4-Kahve: Alzheimer ve parkinson hastalığında çok olumlu etkilere sahiptir. Erişkin tip şeker hastalığı riskini de azaltmaktadır. Ancak günde 4 fincandan daha fazla içildiğinde uyku kalitenizi düşürmeye başlar ve kendinizi yorgun hissedersiniz.
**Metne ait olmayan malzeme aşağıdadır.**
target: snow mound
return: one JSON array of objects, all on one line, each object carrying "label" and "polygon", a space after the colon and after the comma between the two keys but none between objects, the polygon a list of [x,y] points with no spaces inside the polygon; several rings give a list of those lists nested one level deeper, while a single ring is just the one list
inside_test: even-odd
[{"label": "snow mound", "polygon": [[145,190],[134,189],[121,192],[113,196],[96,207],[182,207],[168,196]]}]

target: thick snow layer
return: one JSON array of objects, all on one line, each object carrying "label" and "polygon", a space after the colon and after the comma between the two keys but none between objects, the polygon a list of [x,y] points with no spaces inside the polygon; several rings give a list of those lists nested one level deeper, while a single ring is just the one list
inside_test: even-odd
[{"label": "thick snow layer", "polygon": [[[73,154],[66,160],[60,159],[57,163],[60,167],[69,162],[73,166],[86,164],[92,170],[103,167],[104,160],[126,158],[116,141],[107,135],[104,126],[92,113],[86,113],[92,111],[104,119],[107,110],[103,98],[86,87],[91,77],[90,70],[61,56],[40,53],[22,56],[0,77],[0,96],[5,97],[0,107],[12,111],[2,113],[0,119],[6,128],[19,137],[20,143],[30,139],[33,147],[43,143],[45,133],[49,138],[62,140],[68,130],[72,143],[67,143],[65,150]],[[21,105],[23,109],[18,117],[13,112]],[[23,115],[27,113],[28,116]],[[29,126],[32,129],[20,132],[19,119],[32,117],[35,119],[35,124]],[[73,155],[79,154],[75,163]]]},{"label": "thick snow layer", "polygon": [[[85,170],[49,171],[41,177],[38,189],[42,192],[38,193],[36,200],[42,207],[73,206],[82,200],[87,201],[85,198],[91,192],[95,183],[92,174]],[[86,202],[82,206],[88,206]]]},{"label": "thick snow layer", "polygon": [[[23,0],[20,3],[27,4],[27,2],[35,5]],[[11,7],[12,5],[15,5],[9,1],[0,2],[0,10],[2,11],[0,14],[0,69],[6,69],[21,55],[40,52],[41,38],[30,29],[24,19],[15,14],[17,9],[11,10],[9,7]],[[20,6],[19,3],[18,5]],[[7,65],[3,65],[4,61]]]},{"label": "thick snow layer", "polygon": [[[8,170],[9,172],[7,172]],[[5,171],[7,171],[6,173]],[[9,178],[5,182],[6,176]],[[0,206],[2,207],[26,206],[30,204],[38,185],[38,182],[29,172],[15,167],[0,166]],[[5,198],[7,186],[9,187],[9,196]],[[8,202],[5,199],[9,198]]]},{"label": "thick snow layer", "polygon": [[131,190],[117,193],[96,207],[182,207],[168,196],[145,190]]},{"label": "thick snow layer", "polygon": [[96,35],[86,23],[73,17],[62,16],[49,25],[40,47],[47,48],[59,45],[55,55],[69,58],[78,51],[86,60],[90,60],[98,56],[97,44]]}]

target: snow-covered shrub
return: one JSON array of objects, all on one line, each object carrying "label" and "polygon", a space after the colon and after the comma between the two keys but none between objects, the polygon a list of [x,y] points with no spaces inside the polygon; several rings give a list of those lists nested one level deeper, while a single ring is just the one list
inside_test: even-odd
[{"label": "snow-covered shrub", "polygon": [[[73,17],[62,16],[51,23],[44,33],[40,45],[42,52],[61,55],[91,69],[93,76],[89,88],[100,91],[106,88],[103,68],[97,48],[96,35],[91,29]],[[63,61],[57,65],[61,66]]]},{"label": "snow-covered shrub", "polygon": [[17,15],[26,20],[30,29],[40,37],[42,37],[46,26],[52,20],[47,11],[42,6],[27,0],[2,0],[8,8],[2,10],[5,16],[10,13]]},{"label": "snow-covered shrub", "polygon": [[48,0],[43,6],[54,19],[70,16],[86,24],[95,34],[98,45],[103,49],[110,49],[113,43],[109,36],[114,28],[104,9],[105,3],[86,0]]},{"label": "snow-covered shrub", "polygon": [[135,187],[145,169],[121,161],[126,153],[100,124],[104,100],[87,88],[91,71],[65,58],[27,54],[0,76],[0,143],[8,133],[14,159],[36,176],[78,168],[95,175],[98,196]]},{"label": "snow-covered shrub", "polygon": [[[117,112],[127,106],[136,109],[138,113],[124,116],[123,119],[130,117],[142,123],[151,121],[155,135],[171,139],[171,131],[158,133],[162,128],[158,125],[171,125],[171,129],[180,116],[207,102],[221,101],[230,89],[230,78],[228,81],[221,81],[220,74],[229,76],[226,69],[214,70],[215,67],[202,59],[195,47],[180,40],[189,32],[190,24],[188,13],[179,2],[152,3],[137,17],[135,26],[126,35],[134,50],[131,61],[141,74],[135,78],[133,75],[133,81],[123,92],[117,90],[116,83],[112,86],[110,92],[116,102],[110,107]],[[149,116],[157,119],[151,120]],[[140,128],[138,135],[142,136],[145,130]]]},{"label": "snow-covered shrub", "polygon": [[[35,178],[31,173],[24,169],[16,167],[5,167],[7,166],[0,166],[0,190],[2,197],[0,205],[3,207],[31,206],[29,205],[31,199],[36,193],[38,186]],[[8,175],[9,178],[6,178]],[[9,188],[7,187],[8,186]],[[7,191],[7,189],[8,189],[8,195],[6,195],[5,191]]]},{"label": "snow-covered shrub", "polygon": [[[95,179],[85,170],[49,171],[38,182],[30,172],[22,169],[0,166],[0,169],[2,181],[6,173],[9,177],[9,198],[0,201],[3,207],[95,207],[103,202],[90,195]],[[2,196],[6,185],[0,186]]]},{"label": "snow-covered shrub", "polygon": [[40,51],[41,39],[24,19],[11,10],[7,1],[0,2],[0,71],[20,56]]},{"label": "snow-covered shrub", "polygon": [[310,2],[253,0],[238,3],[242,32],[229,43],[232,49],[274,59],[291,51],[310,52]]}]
5-Enerji içecekleri: Uzun vadede uyku süresini ve etkinliğini olumsuz yönde etkilerler. Yine uzun vadede panik atak sebebi olabilirler.
6-Kızartmalar ve fast-food: Besleyici öğeler açısından çok fakirdirler. Karın doyurur ama beslemezler. Dolayısı ile enerjinizin tükenmesine yol açarlar.
7-Düşük kalorili gıdalar: Hormonal dengesizlik sebebidirler. Uzun vadede hem vitamin eksikliğine sebep olurlar hem de daha fazla gıda alımına sebep olarak enerjinizin tükenmesine yol açarlar.
Kıymetli okurlarım. Ne akademik kariyer sahibi idiler ne televizyonlardan beslenme programları izliyorlardı, ne kalori biliyorlardı, ne de vitamin, mineral, amino asit, karbonhidrat konusuna hâkimdiler. Ama bir şeyi çok iyi biliyorlardı atalarımız: Hangi gıda yenilir hangi gıda yenilmez.